Skin Tags (Acrochordons)
A skin condition involving small, benign skin growths. Cutaneous tags are very common, benign skin growths that occur most often after midlife. They are tiny skin protrusions, and may have a small narrow stalk connecting the skin bump to the surface of the skin. They are usually painless and do not grow or change, except for occasional irritation from rubbing by clothing or other friction. Their origin is unknown.
Skin tags are usually very small, but sometimes half an inch long and may be located on the neck, armpits, trunk, body folds, or other areas. They may have a narrow stalk and are usually skin-colored, but occasionally darker.
They may be surgically removed. There is usually no regrowth or scar formation after removal. New cutaneous tags may appear elsewhere on the body.
Sebaceous Cysts (Also known as Epidermal Cyst; Keratin Cyst; Epidermoid Cyst)
A closed sac found just under the skin containing “pasty” or “cheesy” looking skin secretions. Sebaceous cysts most often arise from swollen hair follicles. Skin trauma can also induce a cyst to form. A sac of cells is created into which a protein called keratin is secreted. These cysts are usually found on the face, neck, and trunk. They are usually slow- growing, painless, freely movable lumps beneath the skin. Occasionally, however, a cyst will become inflamed and tender.
Symptoms may include a nontender, small lump beneath the skin; redness, tenderness, or increased temperature of the skin over the area may occur infection; and grayish white, cheesy, foul smelling material may drain from the cyst.
In most cases, out doctors can diagnose a cyst based on its appearance. Occasionally, a biopsy may be needed to rule out other conditions with a similar appearance.
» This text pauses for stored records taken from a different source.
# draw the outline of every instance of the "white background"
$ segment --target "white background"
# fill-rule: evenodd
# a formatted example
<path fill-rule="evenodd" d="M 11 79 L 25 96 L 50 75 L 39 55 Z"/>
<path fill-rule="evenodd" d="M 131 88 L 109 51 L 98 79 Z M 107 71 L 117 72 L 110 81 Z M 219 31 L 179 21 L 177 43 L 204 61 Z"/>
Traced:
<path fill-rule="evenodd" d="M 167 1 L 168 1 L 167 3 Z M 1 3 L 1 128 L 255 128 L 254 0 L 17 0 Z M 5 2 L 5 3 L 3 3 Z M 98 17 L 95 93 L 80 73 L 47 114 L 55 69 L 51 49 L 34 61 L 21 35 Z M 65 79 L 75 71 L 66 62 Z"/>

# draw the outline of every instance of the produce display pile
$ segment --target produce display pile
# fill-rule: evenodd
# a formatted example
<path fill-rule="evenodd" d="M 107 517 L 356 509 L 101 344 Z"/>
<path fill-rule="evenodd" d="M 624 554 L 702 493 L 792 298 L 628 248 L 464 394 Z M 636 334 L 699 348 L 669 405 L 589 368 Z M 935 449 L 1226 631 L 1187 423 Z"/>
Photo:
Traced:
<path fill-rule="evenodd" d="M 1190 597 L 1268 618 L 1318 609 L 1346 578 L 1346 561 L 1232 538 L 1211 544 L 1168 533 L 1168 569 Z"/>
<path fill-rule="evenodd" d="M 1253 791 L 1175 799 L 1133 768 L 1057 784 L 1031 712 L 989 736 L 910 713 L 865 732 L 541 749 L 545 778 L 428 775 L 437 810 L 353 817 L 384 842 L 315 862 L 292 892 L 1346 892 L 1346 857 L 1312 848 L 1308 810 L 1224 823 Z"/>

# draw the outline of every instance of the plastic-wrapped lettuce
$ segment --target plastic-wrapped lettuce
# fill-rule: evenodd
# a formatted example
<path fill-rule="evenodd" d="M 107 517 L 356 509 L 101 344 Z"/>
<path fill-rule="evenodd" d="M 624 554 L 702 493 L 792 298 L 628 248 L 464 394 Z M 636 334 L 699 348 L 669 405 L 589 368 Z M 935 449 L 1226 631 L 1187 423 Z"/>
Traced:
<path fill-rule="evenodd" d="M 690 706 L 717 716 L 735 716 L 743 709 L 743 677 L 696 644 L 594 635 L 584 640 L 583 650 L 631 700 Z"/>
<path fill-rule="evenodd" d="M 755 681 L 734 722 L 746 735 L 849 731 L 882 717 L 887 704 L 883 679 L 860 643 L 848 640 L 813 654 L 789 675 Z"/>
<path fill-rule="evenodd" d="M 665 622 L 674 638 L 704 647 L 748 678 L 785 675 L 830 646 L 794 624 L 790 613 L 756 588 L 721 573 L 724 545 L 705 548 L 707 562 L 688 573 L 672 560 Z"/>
Sebaceous cysts can be surgically removed in our office. Alternatively, small inflamed cysts can be treated by injection of steroid medications.
A lipoma is a benign, fatty tumor in the skin and underlying tissue, usually on the back, arms and legs. Surgery may be suggested for cosmetic reasons or if the lipoma is bothersome, for example at the belt-line. An incision is made over the lipoma. The lipoma is opened, cut free from connective tissue and removed. The skin is closed with sutures or clips, which usually can be removed about 1 week after surgery.
Other Skin Lesions
Other skin lesions include pigmented (coloured) lesions such as moles or other skin lesions. Some moles can turn out to be cancerous lesions, called “melanomas”. Melanomas are dangerous cancerous lesions of the skin that can be related to unprotected sun exposure. Features of a melanoma follow the, so-called, “A B C D Criteria”:
A= Asymmetry. Moles that are asymmetric have a higher chance of being a melanoma.
B= Border. Moles with irregular, or interrupted borders have a higher chance of being a melanoma.
C= Colour. Moles that are extremely dark, or moles that have abnormal colours, or more than one colour have a higher chance of being considered a Melanoma.
D= Diameter. Larger moles (more than 10 mm diameter) have a higher chance of being a melanoma
Moles that are considered to be worrisome are excised under a local or regional anaesthesia. Some of them, particularly if the Doctor is suspicious of a melanoma, are excised using a “wide area excision” technique. In this technique, an elliptical incision is made around the mole, with a 1 cm border of skin on all sides. The skin, including some of the fat underneath the skin, in removed. The wound is reconstructed by the Doctor using a rotation advancement flap, usually with very acceptable cosmetic results.
Other cancerous lesions of the skin include Basal Cell Carcinomas, Squamous Cell Carcinomas and Sarcomas. Some potentially cancerous lesions occur underneath the skin, and can include Sarcomas and Lymphomas.
If your Family Physician has recommended that you see us for a biopsy or excision of a suspicious subcutantous or skin lesion, our Physician will first meet with you in a consultation to address your situation.